Читаем В сторону Сванна полностью

— Одетта, мы вас отвезем, — сказала г-жа Вердюрен, — у нас есть для вас местечко рядом с господином де Форшвилем.

— Спасибо, хорошо, — отвечала Одетта.

— Как, я же собирался вас отвезти! — вскричал Сванн, не выбирая слов, потому что дверца была распахнута, счет шел на секунды и он был в таком состоянии, что просто не мог уехать без нее.

— Но мадам Вердюрен меня приглашает…

— Ничего страшного, если вы поедете один, мы столько раз ее вам уступали, — сказала г-жа Вердюрен.

— Но мне надо было сказать госпоже де Креси что-то важное.

— Не беда, напишете ей…

— До свидания, — сказала Одетта, протягивая ему руку. Он пытался улыбнуться, но на нем лица не было.

— Нет, ты видал, что Сванн себе позволяет? — сказала мужу г-жа Вердюрен, когда они вернулись домой. — Я думала, он меня съест за то, что мы увозим Одетту. Это просто неприлично, в самом-то деле. Он что, воображает, что у нас тут дом свиданий? Не понимаю, как Одетта все это терпит. У него прямо на лбу написано: вы — моя собственность. Я поговорю с Одеттой, надеюсь, она поймет.

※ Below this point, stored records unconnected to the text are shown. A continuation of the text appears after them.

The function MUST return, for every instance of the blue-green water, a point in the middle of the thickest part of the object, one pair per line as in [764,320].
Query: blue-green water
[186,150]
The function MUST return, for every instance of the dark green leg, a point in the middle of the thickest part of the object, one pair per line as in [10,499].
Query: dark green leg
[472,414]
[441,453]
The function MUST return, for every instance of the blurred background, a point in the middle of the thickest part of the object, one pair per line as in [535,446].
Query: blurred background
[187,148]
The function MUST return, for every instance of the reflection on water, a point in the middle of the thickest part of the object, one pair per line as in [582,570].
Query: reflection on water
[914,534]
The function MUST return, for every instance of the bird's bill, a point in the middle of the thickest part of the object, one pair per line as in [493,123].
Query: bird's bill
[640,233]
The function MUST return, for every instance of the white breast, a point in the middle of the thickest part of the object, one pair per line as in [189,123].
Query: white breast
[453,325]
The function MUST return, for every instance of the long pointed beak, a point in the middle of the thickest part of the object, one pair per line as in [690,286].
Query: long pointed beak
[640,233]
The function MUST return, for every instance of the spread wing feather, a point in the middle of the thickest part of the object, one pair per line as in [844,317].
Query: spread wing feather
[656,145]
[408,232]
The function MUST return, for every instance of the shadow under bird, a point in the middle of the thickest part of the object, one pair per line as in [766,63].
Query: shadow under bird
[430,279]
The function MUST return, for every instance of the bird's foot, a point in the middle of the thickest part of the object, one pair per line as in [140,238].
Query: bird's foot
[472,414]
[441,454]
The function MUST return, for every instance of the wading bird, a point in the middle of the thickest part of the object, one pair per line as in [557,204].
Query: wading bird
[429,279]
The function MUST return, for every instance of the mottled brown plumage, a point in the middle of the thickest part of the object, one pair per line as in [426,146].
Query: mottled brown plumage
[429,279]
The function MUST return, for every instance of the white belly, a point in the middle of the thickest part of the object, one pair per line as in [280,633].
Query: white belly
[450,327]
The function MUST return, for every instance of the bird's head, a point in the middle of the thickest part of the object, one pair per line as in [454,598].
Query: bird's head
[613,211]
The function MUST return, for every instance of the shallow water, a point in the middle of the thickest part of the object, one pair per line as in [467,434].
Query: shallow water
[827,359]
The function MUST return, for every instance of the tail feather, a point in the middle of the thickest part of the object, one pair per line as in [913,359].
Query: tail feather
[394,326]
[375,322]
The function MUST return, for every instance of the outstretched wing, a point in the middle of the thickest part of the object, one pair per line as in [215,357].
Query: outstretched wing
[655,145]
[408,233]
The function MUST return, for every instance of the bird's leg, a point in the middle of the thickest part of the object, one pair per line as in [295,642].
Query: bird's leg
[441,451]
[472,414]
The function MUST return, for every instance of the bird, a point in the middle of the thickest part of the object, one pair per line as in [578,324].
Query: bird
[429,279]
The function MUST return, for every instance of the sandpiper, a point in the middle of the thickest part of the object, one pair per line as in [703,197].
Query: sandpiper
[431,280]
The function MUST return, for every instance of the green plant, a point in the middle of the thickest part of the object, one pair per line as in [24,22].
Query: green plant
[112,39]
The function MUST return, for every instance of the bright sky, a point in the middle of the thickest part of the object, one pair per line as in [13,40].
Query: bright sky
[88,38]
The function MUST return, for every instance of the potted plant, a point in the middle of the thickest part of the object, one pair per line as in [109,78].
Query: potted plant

И чуть погодя с яростью добавила:

— Нет, но каков мерзавец! — выбрав безотчетно и, возможно, повинуясь смутному стремлению оправдать собственную жестокость, — точь-в-точь как Франсуаза в Комбре, при виде не желающей умирать курицы, — те самые слова, которые при виде последних конвульсий безобидной твари вырываются у крестьянина, который вот-вот ее прикончит.

А когда экипаж г-жи Вердюрен отъехал и настал черед Сванна отправляться, кучер глянул на него и спросил, не заболел ли он и не случилось ли какого несчастья.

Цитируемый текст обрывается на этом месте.